THE World Health Organization (WHO) has recommended long-acting cabotegravir for the prevention of HIV.
In a new guideline issued on Thursday, the agency said the drug was part of a comprehensive approach to preventing the virus.
WHO advised countries to use the injectable drug, shortened as CAB-LA, as pre-exposure prophylaxis (PrEP) for HIV.
According to the agency, CAB-LA is a safe and highly effective prevention option for people at substantial risk of HIV infection.
CAB-LA is an intramuscular injectable, long-acting form of PrEP with the first two injections, administered four weeks apart, followed by an injection every eight weeks.
CAB-LA was shown to be safe and highly effective among cisgender women, cisgender men who have sex with men, and transgender women who have sex with men in two randomized controlled trials, HPTN 083 and HPTN 084, said the WHO.
But the drug is currently unavailable outside its study area, said the Director of WHO’s Global HIV, Hepatitis and Sexually Transmitted Infections Programmes, Meg Doherty, a doctor.
“We hope these new guidelines will help accelerate country efforts to start to plan and deliver CAB-LA alongside other HIV prevention options, including oral PrEP and the dapivirine vaginal ring.”
The guidelines released ahead of the 24th International AIDS Conference (AIDS 2022) will support countries as they plan for CAB-LA introduction as part of a comprehensive approach to HIV prevention and will facilitate urgently needed operational research, WHO noted.
“The guidelines are launched at a critical moment, as HIV prevention efforts have stalled with 1.5 million new HIV infections in 2021 – the same as 2020.
“There were 4,000 new infections every day in 2021, with key populations (sex workers, men who have sex with men, people who inject drugs, people in prisons and transgender people) and their sexual partners accounting for 70 per cent of HIV infections globally.”
The agency added that its studies showed that the use of CAB-LA resulted in a 79 per cent relative reduction in HIV risk compared with oral PrEP, where adherence to taking daily oral medication was often a challenge.
The WHO has launched a coalition to accelerate global access to the drug.
“Convened by WHO, Unitaid, UNAIDS and The Global Fund, the coalition will identify market interventions needed to advance near- and long-term access to CAB-LA, establish financing and procurement for the drug, provide implementation support to global HIV prevention programmes and issue policy guidance, among other activities.”
Meanwhile, the global response to HIV has faltered and stalled, with 1.5 million new infections occurring in 2021 – more than one million more than the global targets.
Newly released figures, the WHO said, showed that 650,000 people died from HIV-related causes while the number of people on HIV treatment grew more slowly in 2021 than in over a decade.

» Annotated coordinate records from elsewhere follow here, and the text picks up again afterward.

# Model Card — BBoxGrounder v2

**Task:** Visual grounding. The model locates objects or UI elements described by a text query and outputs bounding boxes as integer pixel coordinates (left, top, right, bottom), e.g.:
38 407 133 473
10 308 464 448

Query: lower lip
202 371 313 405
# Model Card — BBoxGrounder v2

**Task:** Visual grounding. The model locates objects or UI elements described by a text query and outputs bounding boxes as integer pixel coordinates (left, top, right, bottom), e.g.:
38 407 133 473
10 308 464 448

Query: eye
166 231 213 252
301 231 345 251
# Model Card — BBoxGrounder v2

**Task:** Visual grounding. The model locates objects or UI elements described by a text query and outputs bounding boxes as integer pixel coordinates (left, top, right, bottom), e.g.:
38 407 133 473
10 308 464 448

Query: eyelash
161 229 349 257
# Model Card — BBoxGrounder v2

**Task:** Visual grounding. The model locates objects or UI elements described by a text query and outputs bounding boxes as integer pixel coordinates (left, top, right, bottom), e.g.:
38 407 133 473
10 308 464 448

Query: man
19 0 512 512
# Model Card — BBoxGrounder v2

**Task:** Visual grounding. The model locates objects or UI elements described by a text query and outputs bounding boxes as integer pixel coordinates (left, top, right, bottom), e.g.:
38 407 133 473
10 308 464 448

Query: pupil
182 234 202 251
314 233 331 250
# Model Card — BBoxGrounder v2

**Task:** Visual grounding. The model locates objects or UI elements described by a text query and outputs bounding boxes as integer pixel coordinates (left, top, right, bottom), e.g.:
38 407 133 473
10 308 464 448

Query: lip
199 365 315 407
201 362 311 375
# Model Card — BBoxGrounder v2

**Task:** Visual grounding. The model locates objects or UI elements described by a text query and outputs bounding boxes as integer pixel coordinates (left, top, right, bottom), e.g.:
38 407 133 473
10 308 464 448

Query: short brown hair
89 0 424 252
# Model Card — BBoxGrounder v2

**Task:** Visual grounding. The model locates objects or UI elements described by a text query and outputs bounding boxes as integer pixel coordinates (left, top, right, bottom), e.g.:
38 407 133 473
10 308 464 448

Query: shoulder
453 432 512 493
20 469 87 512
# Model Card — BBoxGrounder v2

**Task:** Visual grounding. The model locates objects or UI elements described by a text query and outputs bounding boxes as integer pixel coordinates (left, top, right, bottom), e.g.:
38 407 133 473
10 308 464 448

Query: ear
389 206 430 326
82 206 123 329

The organization made the disclosure on Wednesday, the eve of the 24th International AIDS Conference taking place in Montreal, Canada, virtually.
It called for urgent action against the disease among nations and decried that the rate of new infections and HIV-related deaths was unacceptable and preventable.
“While we have all of the tools that we need to end AIDS, there are 10 million people who have not yet started treatment, and the gap in HIV treatment coverage between children and adults is increasing rather than narrowing.”